Leaders’ Leader

Leaders’ leaders stand out from the rest. Somehow their contributions affect large groups and move organizations toward something better, yet they function for the most part, outside of organizations. The changes they bring are more like leaps than the small steps most use. They think of the world in large terms — they work for institutions or societies or cultures not for individuals. Leaders work to bring the special and creative gifts of these people to bear on the efforts of the group.

Once a leader decides to accept this kind of responsibility, we can define the process quickly.

We would call it a search for beneficial surprise. Traditional education does not prepare us for this. We must search for a creative productiveness, a compost heap of experience and ideas, experiments and failures and successes that will bring about the changes and improvements we need.

How does a leader approach the process of creative work? A leader first makes a personal commitment to be hospitable to gifted people. A leader protects unusual persons from the bureaucracy and legalism so ensconced in our organizations.

A leader remains vulnerable to real surprise and to true quality. Surprise here means – something totally unexpected. It may also mean a new level of quality, one that might not have considered before. Neither of these things is easy: really great ideas shake up organizations.

Creative work needs the ethos of jazz. A leader will pick the tune, set the tempo, and start the music define a ‘style’

After that, it is up to the band to be disciplined and free, wild, and restrained – leaders and followers, focused and wide ranging playing the music for the audience and accountable to the requirements of the band.

Jazz-band leaders know how to integrate the “voices” in the band without diminishing their uniqueness. The individuals in the band are expected to play sole and together.


Hard driving business managers are often too suspicious to abandon themselves to the consequences of real delegation. They trap themselves into dumping rather than delegating. Delegation is one of the ways for a leader to connect voice and touch. It is precious way of enabling people to participate, to grow to reach their potential.

Delegation is one way of dealing with the increasing complexity in organizations. It seems to me that it is impossible for a modern day organization to reach its potential until, through delegation a leader brings to bear the diverse gifts of many individuals.

It seems that diversity consists of our individual gifts and that the spectrum of gifts gives organizations strength. Every leader has limitations no one person can be all things to the organization.

Any leader who limits the organization to the talents and time of the leader seriously handicaps the group.

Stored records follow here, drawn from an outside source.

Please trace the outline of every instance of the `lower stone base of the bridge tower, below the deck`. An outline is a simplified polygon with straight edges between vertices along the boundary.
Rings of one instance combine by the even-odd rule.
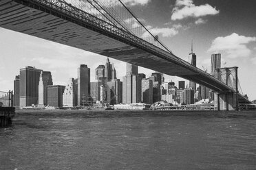
[[[214,110],[238,110],[237,93],[215,93]]]

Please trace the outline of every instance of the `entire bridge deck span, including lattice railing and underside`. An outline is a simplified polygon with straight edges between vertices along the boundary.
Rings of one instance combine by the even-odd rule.
[[[235,92],[173,53],[61,0],[1,0],[0,27],[176,75],[218,93]]]

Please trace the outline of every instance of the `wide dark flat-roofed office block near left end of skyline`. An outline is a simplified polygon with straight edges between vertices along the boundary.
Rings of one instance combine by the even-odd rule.
[[[39,77],[42,70],[32,66],[20,69],[19,106],[31,106],[38,104]]]

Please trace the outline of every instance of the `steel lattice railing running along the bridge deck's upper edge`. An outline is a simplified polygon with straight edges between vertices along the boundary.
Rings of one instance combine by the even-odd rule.
[[[104,29],[105,31],[111,34],[119,36],[119,38],[122,37],[125,40],[129,40],[130,42],[133,42],[139,47],[143,46],[145,47],[145,49],[151,49],[151,51],[156,51],[156,53],[158,53],[158,56],[165,56],[166,59],[171,59],[171,61],[175,62],[176,64],[186,65],[192,71],[200,70],[200,69],[197,69],[195,66],[191,66],[189,62],[186,62],[181,58],[178,58],[173,53],[170,53],[169,51],[165,51],[164,49],[161,49],[160,47],[153,45],[150,42],[147,42],[147,40],[144,40],[138,36],[135,36],[134,34],[131,34],[130,32],[127,32],[124,29],[121,29],[120,27],[117,27],[116,25],[103,21],[102,19],[98,19],[96,16],[93,16],[92,14],[89,14],[79,8],[76,8],[69,3],[66,3],[61,0],[33,0],[33,1],[36,1],[37,3],[40,3],[42,5],[45,5],[46,8],[51,7],[57,10],[58,12],[63,12],[63,14],[69,14],[69,16],[72,16],[78,20],[89,23],[92,26],[100,27],[101,29]]]

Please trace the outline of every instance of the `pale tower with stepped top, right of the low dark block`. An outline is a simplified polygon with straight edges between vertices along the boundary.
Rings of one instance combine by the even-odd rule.
[[[74,107],[77,105],[77,91],[76,91],[76,82],[74,78],[71,78],[63,93],[63,107]]]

Assuming that the process of delegation is like most of a leader’s work which depends heavily on the quality of our relationship. We become corporately effective by trusting that others can do some things better than us. This is a risk, of course, in terms of the organizations, but it is a natural and essential risk.

Delegation requires a form of dying a separation of issue from self. We must surrender or abandon ourselves to the gifts that other people bring to the game. We must become vulnerable to every person’s need to do their best.

Delegation requires that a leader clearly state the corporate vision, a vision to be fully shared and discussed and scrutinized. Only then can leaders enroll followers in advocacy.

We must believe in “acceptance” and not “agreement”. In organizations even if we do not completely agree, we have to accept a broad direction so that we become advocates and allow the organization to do its job.

What do delegates need? First, they need to know their authority and accountability. They need to know who, what and when of the project and not the how – that is what the delegate brings.

They need all the information the leader has and the sum of a leader’s wisdom regarding the project. The delegate also needs to have certain agreements with a leader. Together they will define reality, establish the validity of the mission understand and accept the work to be done.

They need to state their goals. They need to come to terms about the potential for growth and the way to measure performance. Last, but not least, they need to discuss failure.